Digital Communications and Networks (Jun 2024)
An improved pulse coupled neural networks model for semantic IoT
Abstract
In recent years, the Internet of Things (IoT) has gradually developed applications such as collecting sensory data and building intelligent services, which has led to an explosion in mobile data traffic. Meanwhile, with the rapid development of artificial intelligence, semantic communication has attracted great attention as a new communication paradigm. However, for IoT devices, however, processing image information efficiently in real time is an essential task for the rapid transmission of semantic information. With the increase of model parameters in deep learning methods, the model inference time in sensor devices continues to increase.

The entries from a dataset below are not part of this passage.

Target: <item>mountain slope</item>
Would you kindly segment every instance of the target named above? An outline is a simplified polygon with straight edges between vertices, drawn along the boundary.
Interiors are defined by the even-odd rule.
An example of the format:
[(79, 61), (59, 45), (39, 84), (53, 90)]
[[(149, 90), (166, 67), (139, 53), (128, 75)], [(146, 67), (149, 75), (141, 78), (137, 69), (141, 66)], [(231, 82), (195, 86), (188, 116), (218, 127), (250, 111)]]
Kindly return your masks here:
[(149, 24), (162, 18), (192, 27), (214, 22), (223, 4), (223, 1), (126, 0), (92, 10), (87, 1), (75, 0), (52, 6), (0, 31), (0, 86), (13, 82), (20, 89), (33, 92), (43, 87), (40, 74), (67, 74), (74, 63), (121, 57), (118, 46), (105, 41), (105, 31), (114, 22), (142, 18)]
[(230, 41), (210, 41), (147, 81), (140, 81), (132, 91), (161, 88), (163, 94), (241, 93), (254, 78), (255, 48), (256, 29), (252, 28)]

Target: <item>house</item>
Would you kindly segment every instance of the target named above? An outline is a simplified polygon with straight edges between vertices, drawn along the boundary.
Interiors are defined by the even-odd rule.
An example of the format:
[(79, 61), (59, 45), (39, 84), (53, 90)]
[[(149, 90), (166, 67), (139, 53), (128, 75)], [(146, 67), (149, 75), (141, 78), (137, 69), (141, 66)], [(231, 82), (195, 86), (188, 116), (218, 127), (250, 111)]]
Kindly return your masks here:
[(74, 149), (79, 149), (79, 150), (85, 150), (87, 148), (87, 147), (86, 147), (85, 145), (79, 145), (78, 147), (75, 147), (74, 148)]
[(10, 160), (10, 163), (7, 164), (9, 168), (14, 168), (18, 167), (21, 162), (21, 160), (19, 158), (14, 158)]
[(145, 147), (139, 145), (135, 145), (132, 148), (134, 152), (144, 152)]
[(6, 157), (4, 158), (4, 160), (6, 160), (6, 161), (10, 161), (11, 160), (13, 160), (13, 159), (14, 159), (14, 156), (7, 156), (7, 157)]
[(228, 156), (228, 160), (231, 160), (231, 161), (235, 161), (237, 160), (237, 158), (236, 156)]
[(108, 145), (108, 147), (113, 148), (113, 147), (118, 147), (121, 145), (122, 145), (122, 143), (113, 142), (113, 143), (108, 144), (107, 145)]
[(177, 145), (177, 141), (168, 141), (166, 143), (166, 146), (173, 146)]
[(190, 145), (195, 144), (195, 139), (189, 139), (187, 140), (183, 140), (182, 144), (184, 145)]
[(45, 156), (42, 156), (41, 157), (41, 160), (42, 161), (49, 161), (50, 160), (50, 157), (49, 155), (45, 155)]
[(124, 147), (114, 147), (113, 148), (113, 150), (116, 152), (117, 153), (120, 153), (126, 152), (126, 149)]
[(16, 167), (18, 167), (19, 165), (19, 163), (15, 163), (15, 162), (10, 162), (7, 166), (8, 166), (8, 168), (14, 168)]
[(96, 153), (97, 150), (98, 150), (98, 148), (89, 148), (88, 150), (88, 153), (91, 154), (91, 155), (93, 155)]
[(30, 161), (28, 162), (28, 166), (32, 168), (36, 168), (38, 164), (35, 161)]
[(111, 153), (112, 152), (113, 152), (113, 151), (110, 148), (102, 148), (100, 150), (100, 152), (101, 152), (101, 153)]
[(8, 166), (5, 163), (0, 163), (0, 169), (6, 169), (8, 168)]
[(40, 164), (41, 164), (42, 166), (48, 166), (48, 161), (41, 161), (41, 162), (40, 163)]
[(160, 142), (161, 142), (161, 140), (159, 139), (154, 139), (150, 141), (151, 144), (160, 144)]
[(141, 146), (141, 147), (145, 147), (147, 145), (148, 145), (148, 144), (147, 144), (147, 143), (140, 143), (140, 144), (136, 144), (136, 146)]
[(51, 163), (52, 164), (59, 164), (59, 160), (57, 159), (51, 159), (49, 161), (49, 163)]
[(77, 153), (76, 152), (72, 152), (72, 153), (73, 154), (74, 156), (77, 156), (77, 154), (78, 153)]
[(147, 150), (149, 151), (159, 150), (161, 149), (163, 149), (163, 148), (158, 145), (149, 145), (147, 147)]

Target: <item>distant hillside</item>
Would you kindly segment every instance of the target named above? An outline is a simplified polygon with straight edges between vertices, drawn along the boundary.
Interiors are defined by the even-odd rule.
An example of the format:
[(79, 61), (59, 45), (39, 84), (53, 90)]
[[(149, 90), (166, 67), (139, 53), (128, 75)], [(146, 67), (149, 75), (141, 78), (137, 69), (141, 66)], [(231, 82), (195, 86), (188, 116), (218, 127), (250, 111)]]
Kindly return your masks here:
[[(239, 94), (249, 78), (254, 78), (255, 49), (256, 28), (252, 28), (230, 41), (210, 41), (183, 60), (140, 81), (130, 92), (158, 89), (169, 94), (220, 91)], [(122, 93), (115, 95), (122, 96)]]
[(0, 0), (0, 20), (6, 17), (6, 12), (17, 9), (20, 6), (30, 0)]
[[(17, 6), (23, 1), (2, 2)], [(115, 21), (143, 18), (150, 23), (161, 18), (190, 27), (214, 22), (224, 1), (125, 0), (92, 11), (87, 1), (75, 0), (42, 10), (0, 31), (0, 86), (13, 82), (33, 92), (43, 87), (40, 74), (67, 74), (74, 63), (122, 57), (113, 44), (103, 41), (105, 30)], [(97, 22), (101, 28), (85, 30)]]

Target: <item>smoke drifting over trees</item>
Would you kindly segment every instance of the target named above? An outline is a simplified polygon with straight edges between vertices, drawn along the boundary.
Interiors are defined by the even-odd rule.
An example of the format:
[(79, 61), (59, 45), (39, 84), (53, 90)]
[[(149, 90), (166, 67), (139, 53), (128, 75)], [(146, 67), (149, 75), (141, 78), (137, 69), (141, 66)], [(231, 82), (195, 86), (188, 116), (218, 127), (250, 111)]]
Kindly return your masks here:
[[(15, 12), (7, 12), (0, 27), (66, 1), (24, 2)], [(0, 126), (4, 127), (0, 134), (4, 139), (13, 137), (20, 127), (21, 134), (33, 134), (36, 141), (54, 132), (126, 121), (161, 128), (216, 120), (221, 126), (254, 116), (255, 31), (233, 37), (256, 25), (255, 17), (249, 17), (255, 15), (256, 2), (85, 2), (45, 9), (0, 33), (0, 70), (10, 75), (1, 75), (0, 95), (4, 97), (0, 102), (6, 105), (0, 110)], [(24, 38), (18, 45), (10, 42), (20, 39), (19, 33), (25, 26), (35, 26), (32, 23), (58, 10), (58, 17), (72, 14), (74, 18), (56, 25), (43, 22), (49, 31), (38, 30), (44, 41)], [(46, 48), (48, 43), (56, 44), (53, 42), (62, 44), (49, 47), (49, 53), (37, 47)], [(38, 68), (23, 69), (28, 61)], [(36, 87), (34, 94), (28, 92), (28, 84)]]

In contrast, the Pulse Coupled Neural Network (PCNN) has fewer parameters, making it more suitable for processing real-time scene tasks such as image segmentation, which lays the foundation for real-time, effective, and accurate image transmission. However, the parameters of PCNN are determined by trial and error, which limits its application. To overcome this limitation, an Improved Pulse Coupled Neural Networks (IPCNN) model is proposed in this work. The IPCNN constructs the connection between the static properties of the input image and the dynamic properties of the neurons, and all its parameters are set adaptively, which avoids the inconvenience of manual setting in traditional methods and improves the adaptability of parameters to different types of images. Experimental segmentation results demonstrate the validity and efficiency of the proposed self-adaptive parameter setting method of IPCNN on the gray images and natural images from the Matlab and Berkeley Segmentation Datasets. The IPCNN method achieves a better segmentation result without training, providing a new solution for the real-time transmission of image semantic information.